雲上四季

本と涙と謎解きと、愛しさと切なさとボードゲームと

推理小説というジャンル名がもたらす誤解

 上記エントリから派生した一連のエントリや記述を見ていて、気づいたことがあります。
 推理小説という名称ゆえでしょうか、多くのひとが推理小説は「推理する小説」でなくてはならないと考えているような気がしました。「推理する小説」というのが実際にどういったものかは、秋山自身、よく分かりませんが、いわゆる殺人事件があって、名探偵がこれを論理的に推理して解決するというものでしょうか。
 ところが実際に書店の推理小説コーナに足を向けると、そこにあるのは上記のような小説ばかりではありません。ハード・ボイルド、サスペンス、奇妙な味、社会派、警察小説、メタミステリ、アンチミステリ、日常の謎などもあります。

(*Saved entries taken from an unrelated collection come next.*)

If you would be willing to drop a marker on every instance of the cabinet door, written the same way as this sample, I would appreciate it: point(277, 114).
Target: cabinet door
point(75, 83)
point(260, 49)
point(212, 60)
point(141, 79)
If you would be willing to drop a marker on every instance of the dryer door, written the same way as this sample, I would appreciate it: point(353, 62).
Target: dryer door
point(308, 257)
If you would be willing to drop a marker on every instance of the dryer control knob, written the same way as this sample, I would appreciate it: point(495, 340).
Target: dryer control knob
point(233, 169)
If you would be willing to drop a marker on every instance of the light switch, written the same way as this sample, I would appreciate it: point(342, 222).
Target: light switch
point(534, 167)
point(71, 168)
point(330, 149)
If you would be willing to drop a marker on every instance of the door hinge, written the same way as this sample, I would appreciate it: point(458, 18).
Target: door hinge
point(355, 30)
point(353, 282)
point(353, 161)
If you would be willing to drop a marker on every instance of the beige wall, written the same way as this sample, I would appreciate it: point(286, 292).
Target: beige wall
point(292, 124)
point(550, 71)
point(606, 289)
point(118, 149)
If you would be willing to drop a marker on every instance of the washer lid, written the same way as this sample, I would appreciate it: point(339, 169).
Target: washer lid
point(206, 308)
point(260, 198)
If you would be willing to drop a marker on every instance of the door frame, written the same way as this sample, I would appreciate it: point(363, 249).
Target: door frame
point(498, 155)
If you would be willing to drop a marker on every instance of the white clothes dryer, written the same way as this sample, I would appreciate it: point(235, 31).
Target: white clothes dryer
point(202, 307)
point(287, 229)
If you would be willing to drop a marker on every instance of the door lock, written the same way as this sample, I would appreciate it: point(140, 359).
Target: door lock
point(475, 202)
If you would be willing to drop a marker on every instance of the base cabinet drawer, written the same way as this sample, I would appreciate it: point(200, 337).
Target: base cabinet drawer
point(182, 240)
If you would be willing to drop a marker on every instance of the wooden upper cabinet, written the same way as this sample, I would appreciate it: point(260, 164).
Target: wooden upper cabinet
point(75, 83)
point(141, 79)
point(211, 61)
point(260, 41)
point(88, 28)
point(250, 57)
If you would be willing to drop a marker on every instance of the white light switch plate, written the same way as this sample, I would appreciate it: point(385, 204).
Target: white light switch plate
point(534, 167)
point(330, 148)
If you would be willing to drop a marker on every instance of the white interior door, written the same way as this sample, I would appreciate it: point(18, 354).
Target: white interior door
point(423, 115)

たとえばハード・ボイルドや警察小説においては推理ではなく捜査で犯人が追い詰められますし、奇妙な味やアンチミステリにおいては解決が放り投げだされることがあります。しかし推理や解決がないからと言って、これらが疎外されてしまうのには違和感を禁じえません。
 そもそも推理小説幻想文学から派生したことを考えると、重視されるべくは推理や解決ではなく謎であるように思います。
 秋山が推理小説ではなくミステリという表現を好んで使うのは、ミステリという言葉が推理小説だけでなくハード・ボイルドやアンチミステリをも含んでいるからではないかと考えているからです。また、推理小説と小説だけに限定してしまうと漫画やゲームを無視することにもなりますしね*1

*1:ミステリーという表現を使わないのはミステリー・サークルなどのミステリーや神秘劇との混同を避けるためです。